Yesterday, Scott, Delia the dog, our daughter, and I took a 4 mile walk around the neighborhood. Walking in the grass between the boulevard and the parkway, we witnessed a runner running in the road (on the part designated for pedestrians), getting increasingly upset as bikers (who are not supposed to bike on this part of the road) whizzed by her. When the first one passed her, she yelled “this is not the bike lane!” and then muttered to herself in anger. When the next one passed, she shrieked frantically “read the FUCKING signs!” (the city has signs posted all over the road/path identifying who should be in what lane). I could understand her anger–in other situations, I’ve been her, maybe not screaming “fuck!” but feeling that upset–but I could also see how difficult it was for the bikers, trying to find room to move when it was so crowded and when walkers were also ignoring the signs and taking over the bike paths. I’m not sure how to make this situation with crowded paths any easier, so I try to avoid it by running early, before it gets crowded.

Periodically during my run, I sang out in my head the delightful lines from Emily Dickinson I learned a few days ago: “In the name of the bee—and the butterfly—and the breeze—Amen!”

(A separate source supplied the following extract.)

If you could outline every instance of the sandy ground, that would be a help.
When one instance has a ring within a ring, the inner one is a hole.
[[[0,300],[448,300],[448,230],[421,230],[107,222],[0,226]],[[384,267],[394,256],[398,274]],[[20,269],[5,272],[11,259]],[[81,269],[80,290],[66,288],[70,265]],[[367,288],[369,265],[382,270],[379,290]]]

Speaking of Dickinson, I have decided the poem I will memorize for this week is:

It’s all I have to bring today—/Emily Dickinson

It’s all I have to bring today—
This, and my heart beside—
This, my heart, and all the fields—
And all the meadows wide—
Be sure to count—should I forget
some one the sum could tell—
This, and my heart, and all the Bees
which in the Clover dwell.

Such a beautiful poem. I think it will be fun to recite as I run on these early spring mornings. A poet and gardener decided in 2011 to systematically read through and analyze each of Dickinson’s poems. She’s still working on it now, in 2020. Here’s her post on this poem. In her discussion, she mentions Marianne Moore’s poem about imaginary gardens. I think I’d like to memorize this one too–if not this week, then for next week:

Poetry/ Marianne Moore – 1887-1972

I too, dislike it: there are things that are important beyond
      all this fiddle.
   Reading it, however, with a perfect contempt for it, one
      discovers that there is in
   it after all, a place for the genuine.
      Hands that can grasp, eyes
      that can dilate, hair that can rise
         if it must, these things are important not because a

high-sounding interpretation can be put upon them but because
      they are
   useful; when they become so derivative as to become
      unintelligible, the
   same thing may be said for all of us—that we
      do not admire what
      we cannot understand. The bat,
         holding on upside down or in quest of something to

eat, elephants pushing, a wild horse taking a roll, a tireless
      wolf under
   a tree, the immovable critic twinkling his skin like a horse
      that feels a flea, the base-
   ball fan, the statistician—case after case
      could be cited did
      one wish it; nor is it valid
         to discriminate against “business documents and

school-books”; all these phenomena are important. One must
      make a distinction
   however: when dragged into prominence by half poets,
      the result is not poetry,
   nor till the autocrats among us can be
     “literalists of
      the imagination”—above
         insolence and triviality and can present

for inspection, imaginary gardens with real toads in them,
      shall we have
   it. In the meantime, if you demand on the one hand, in defiance of their opinion—
   the raw material of poetry in
      all its rawness, and
      that which is on the other hand,
         genuine, then you are interested in poetry.